Digne héritier d’une nostalgie flamande contractée en bord de mer et en rases campagnes, Op de Beeck nous a habitués à mettre le blues en scène de manière plus flamboyante -on pense à Sea of Tranquility ou encore Staging Silence. C’est donc un pur bonheur de le retrouver ici, au bout d’un crayon ou d’un pinceau, pour renouer, le temps d’une exposition, avec ses états d’âme à la fois étranges et familiers.

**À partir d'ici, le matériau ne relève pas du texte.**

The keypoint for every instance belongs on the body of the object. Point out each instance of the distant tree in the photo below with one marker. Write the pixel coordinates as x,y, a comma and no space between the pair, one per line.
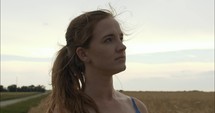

En marge de son accrochage, Hans Op de Beeck a eu l’excellente idée d’inviter un autre artiste, Thomas De Brabanter, dont on connaît peut-être le court-métrage éponyme datant de 2011, dans lequel il dirigeait Mathieu Amalric et Marieke Dilles. De Brabanter présente une série d’oeuvres hétéroclites regroupées sous l’appellation A Horror Story. Au départ de ce projet, un texte de la main de l’auteur qui propose une fiction dans laquelle un personnage, Jim, assiste, paniqué, à la disparition du paysage autour de lui. Autour de ce récit angoissant et paradoxalement très visuel, le protégé d’Op de Beeck livre une série d’oeuvres variées, qu’il s’agisse de dessins finement exécutés ou d’une vidéo faisant place à des éléments exclusivement numériques. Cette dernière prend le contrepied du texte en donnant à voir les lieux du récit initial vidés de toute action. Ce jeu subtil entre construction et déconstruction narratives débouche sur une intéressante mise à nu des processus de représentation du réel qui nous traversent et structurent notre inconscient.